Autoreifen an ukrainischen Autos wurden wiederholt in Meißen, aber auch in Bischofswerda zerstochen. Bei Demonstrationen in Leipzig mussten sich Ukrainerinnen und Unterstützer teils üble Beschimpfungen anhören. Sachsens Ministerpräsident Michael Kretschmer (CDU) nannte die Beleidigungen "unmöglich und nicht akzeptabel". Wie lassen sich diese Fälle in Sachsen einordnen?
Mehr als 1.400 Straftaten mit ukrainischen Geschädigten
Von Januar 2022 bis 24. Februar 2023 erfasste das Landeskriminalamt Sachsen (LKA) insgesamt 1.402 Straftaten, bei denen Geflüchtete aus der Ukraine Geschädigte waren.
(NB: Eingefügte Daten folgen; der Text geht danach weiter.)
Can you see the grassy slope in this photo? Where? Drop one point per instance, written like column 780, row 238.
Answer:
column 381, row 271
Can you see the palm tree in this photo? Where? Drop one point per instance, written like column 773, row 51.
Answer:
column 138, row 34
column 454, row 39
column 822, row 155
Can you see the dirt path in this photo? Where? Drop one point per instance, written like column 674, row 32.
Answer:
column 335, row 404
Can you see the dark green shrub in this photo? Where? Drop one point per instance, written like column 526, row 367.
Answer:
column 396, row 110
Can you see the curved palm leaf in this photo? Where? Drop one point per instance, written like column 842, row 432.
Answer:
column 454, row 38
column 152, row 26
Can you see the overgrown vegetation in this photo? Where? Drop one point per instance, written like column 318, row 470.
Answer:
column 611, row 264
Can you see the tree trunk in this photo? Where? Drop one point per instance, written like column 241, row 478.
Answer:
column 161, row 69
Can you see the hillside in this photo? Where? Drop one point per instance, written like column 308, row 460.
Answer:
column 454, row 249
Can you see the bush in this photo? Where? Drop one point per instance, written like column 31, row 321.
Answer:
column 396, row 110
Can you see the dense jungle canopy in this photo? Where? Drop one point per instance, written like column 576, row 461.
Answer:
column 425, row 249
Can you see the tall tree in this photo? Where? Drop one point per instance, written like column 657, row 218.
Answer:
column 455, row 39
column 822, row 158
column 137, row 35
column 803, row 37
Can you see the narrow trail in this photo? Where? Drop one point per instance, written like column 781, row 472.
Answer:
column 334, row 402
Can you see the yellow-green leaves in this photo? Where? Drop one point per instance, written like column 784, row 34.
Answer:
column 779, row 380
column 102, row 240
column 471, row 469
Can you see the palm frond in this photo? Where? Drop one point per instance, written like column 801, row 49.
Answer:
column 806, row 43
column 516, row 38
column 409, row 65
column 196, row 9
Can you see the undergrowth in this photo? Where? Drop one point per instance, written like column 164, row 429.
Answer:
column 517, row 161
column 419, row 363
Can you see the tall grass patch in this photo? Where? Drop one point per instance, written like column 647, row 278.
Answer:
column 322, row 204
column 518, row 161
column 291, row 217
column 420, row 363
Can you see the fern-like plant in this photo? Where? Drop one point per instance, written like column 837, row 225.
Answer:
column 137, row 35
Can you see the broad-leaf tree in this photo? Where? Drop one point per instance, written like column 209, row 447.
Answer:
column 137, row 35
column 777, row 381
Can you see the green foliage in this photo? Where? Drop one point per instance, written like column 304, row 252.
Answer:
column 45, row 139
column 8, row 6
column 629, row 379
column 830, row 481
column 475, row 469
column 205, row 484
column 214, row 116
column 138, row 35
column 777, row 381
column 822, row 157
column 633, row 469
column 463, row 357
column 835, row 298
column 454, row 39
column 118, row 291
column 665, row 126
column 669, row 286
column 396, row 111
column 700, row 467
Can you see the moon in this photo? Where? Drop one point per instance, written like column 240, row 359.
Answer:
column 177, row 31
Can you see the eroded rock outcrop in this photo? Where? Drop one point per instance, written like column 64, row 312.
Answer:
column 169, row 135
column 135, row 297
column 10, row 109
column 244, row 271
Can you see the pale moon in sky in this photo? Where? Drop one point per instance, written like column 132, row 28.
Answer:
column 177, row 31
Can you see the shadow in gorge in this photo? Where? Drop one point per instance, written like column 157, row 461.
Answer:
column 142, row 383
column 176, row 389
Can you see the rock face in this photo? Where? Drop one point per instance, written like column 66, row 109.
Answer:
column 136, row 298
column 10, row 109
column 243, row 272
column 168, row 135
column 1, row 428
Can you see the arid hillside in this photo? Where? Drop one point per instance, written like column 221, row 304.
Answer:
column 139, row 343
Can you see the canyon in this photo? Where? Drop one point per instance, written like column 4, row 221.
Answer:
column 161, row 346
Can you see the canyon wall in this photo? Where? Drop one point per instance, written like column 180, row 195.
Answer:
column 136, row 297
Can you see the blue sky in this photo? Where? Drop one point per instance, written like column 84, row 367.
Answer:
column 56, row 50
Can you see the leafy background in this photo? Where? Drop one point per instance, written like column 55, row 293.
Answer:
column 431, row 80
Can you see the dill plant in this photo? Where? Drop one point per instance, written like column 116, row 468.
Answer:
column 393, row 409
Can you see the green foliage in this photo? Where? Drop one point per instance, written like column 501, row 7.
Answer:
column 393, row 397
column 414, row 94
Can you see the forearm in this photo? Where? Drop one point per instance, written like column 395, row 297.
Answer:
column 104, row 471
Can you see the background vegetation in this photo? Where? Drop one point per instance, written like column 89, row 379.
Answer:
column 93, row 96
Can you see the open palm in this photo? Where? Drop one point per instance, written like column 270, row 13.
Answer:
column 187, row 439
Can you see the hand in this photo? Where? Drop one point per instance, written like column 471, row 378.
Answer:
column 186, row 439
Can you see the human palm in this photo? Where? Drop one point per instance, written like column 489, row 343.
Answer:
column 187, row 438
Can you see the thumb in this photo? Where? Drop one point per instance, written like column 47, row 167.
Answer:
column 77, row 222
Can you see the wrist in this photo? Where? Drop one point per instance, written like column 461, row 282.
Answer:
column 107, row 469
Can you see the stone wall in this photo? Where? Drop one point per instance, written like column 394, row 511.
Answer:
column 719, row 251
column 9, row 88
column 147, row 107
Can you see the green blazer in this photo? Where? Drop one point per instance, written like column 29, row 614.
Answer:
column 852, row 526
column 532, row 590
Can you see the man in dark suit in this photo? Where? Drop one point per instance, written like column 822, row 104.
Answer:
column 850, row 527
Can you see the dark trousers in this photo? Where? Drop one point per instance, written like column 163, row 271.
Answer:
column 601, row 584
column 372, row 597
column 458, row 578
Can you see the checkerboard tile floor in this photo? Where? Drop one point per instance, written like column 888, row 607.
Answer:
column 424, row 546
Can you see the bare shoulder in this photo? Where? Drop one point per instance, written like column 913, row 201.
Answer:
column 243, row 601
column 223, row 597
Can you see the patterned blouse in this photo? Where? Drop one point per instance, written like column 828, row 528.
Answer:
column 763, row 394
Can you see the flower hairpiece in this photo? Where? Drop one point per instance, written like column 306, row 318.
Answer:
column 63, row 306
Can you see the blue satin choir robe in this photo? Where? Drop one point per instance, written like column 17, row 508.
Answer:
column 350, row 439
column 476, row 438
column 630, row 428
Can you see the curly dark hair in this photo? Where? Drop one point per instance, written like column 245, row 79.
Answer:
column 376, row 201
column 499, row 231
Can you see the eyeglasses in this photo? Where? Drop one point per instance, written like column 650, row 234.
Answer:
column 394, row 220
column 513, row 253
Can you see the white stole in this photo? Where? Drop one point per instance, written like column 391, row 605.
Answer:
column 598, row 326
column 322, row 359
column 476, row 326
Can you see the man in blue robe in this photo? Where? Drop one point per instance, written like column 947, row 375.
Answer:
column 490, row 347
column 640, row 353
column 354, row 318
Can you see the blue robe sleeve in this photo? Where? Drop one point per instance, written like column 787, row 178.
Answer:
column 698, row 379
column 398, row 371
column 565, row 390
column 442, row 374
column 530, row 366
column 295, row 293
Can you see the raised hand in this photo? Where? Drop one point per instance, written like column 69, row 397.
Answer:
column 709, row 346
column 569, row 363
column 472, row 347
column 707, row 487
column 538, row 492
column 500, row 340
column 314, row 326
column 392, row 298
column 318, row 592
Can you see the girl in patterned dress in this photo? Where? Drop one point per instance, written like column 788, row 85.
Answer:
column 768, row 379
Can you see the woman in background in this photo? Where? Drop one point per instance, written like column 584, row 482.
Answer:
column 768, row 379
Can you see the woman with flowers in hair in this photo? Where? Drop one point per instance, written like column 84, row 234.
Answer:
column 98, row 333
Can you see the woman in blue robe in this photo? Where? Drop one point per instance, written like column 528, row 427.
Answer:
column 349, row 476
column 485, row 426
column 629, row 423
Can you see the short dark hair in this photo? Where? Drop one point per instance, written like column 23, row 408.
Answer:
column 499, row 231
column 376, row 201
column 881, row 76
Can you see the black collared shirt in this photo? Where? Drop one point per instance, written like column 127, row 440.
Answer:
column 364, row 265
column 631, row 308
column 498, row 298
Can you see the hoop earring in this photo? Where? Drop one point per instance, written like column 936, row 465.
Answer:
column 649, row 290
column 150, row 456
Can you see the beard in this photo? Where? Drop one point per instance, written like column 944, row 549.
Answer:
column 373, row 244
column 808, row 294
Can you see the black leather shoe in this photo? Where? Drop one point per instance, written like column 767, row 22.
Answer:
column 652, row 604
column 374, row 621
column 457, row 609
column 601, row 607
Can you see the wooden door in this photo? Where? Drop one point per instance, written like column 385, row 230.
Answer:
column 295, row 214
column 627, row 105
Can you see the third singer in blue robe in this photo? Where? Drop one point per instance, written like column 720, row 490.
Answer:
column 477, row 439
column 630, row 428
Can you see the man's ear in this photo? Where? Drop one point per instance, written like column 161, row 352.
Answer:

Dazu gehören neben Diebstählen (242 Fälle in Sachsen) und besonders schweren Diebstählen (127) auch:
- 311 Körperverletzungen, am häufigsten bislang in den Bereichen der Polizeidirektionen (PD) Leipzig (100) und Dresden (84)
- 89 gefährliche Körperverletzungen, am häufigsten im PD-Bereich Leipzig (32 Straftaten) und Chemnitz (20)
- 68 Fälle von Bedrohungen, am häufigsten in den Bereichen der PD Dresden (24 Ermittlungen) und Leipzig (20)
- 47 Beleidigungen, am häufigsten im Bereich der PD Leipzig (19 Mal) und Dresden (13)
- 59 Sachbeschädigungen an Autos mit ukrainischen Kennzeichen, am häufigsten im Bereich der PD Dresden (16) und Chemnitz (13)
Zu den laufenden Ermittlungen bei Auto-Sachbeschädigungen sagte LKA-Sprecher Tom Bernhardt auf Nachfrage von MDR SACHSEN: Bis Anfang März "konnten zu sieben Vorgängen insgesamt sieben Tatverdächtige ermittelt werden". Dabei soll es sich um zwei deutsche sowie fünf nichtdeutsche Tatverdächtige handeln.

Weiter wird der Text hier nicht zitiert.